I blinked. “The transfer?” I repeated.
He sighed, long and exaggerated as if he were a tired parent dealing with a sullen child. “Yes, Polly,” he said. “The people I told you about, the ones who want to hurt you. They need money. Money I don’t have because your stupid fucking…” He stopped himself from saying the word that I guessed was his label for women he couldn’t control. “Because I lost it in the divorce,” he said after a beat, his voice shaking from the effort it was taking him to keep it even and pleasant. “Now you don’t need that money. It’s one of the things I love about you. You’re so low maintenance.” He worded it like an insult. “So it’s not hurting anyone by transferring the money. In fact, it’s saving the hurt.”
The threat was painted in the air.
But he didn’t need to keep reminding me. It was carved into my bones.
“Okay,” I breathed. Then I rattled off my bank details without hesitation.
He was right.
It was only money.
What did I care?
Money was fluid. It wasn’t necessary. The abundance or lack of it wasn’t something that changed the core of who I was. But what would happen because of my abundance—I thought of Craig’s stare—that still might happen regardless, was something that would change the core of who I was.
I hoped it was as simple as money and then I could be released. Wouldn’t that be lovely?
There was more tapping.
A loaded pause as Craig’s eyes darted over the screen.
His face changed again.
It was scary, terrifying to see a person change so quickly from one identity to the other. Scarier too when it was someone you thought you loved, someone you once promised to love forever.
But there was only one person I’d love forever.
The man who I’d been forcing myself not to think of because if I did, I’d break down. Because we’d finally, finally, maybe gotten toward where we should be, after all the pain. And now there was this. I knew he’d know I was gone by now. And I knew it’d be torturing him. I thought I was done torturing him, inadvertently or otherwise.

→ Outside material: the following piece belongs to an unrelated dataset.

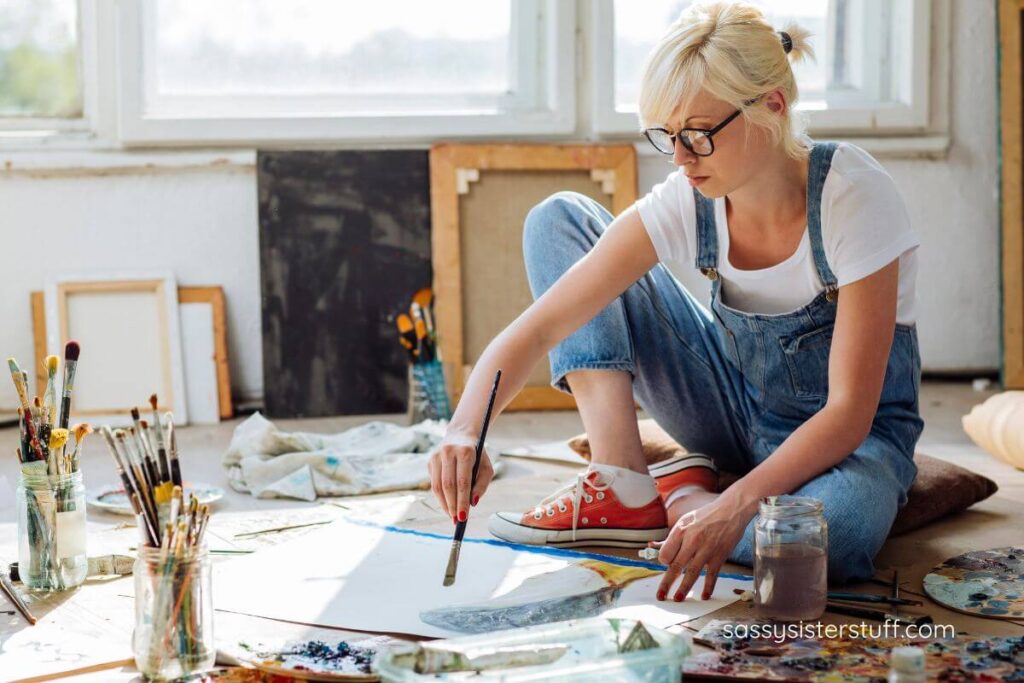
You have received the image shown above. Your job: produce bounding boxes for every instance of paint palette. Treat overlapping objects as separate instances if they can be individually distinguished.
[683,621,1024,683]
[85,481,224,515]
[925,546,1024,618]
[230,637,394,681]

But with love, and with me, it seemed, the torture was never done.
“Where’s the fucking rest of it, Polly?” Craig asked quietly.
“The rest?” I mimicked.
He looked up. His eyes were cold. “Yes, Polly. The fucking rest. I don’t want games. If you’ve hidden it, I’ll find it eventually. It’ll be the whole amount, but I can’t promise you will be quite as whole at the end. You had over three million dollars in the divorce, there’s fifty measly fucking grand in here, where the fuck is the rest of it?”

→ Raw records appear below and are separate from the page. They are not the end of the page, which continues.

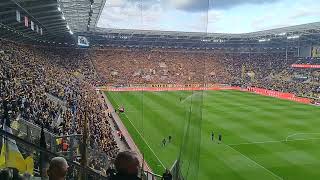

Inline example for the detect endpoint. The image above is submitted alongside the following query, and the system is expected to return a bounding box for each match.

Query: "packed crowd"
[91,49,320,98]
[0,40,118,173]
[0,40,320,176]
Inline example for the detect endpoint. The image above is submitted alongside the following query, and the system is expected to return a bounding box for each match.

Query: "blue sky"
[98,0,320,33]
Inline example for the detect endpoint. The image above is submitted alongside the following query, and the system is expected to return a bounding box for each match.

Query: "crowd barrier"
[99,86,312,104]
[291,64,320,68]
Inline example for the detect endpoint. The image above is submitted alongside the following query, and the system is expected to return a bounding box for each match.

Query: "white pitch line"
[227,137,320,146]
[224,144,283,180]
[110,93,166,169]
[286,133,320,141]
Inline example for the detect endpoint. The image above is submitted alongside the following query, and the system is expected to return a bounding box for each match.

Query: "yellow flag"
[0,125,26,173]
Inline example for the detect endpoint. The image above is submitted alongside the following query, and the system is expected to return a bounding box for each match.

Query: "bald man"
[48,157,69,180]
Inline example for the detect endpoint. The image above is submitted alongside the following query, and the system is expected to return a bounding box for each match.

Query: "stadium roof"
[0,0,320,46]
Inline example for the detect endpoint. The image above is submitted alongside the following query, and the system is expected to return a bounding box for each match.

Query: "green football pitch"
[106,90,320,180]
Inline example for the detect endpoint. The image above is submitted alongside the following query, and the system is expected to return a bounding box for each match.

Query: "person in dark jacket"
[162,169,172,180]
[111,151,141,180]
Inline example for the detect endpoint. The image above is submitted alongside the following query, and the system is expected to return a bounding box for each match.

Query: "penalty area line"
[227,137,320,146]
[110,93,166,169]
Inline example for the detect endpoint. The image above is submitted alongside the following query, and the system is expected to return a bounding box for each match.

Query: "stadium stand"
[0,40,118,176]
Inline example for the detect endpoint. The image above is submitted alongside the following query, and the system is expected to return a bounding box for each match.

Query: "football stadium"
[0,0,320,180]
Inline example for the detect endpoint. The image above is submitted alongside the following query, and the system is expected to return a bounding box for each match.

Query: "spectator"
[111,151,141,180]
[48,157,69,180]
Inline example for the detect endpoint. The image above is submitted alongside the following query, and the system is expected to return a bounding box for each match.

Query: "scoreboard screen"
[78,36,89,47]
[311,46,320,58]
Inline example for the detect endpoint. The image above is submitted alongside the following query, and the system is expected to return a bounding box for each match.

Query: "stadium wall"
[98,85,312,104]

“There is no rest of it,” I said quietly.
He blinked. Then he laughed. Like really laughed. Like we were across from each other at a restaurant and were sharing a joke that only two people in love could really understand.
Instead, it was two people who had both pretended to love each other, both for very different reasons. Me, because all of my love was used up, spent on another man. Craig, because he was obviously some sort of creature, some sort of monster not capable of such an emotion.
“Yeah, like you could spend all that in one go,” he said, still speaking in that false jovial tone. “I know you’ve been away. But I also know that you barely spent anything on your trip. You volunteered. You stayed in hostels,” he spat the word. “You’re still in that piece of shit apartment. You’re still driving a piece of shit car. So I know you didn’t spend it. Not my Polly.”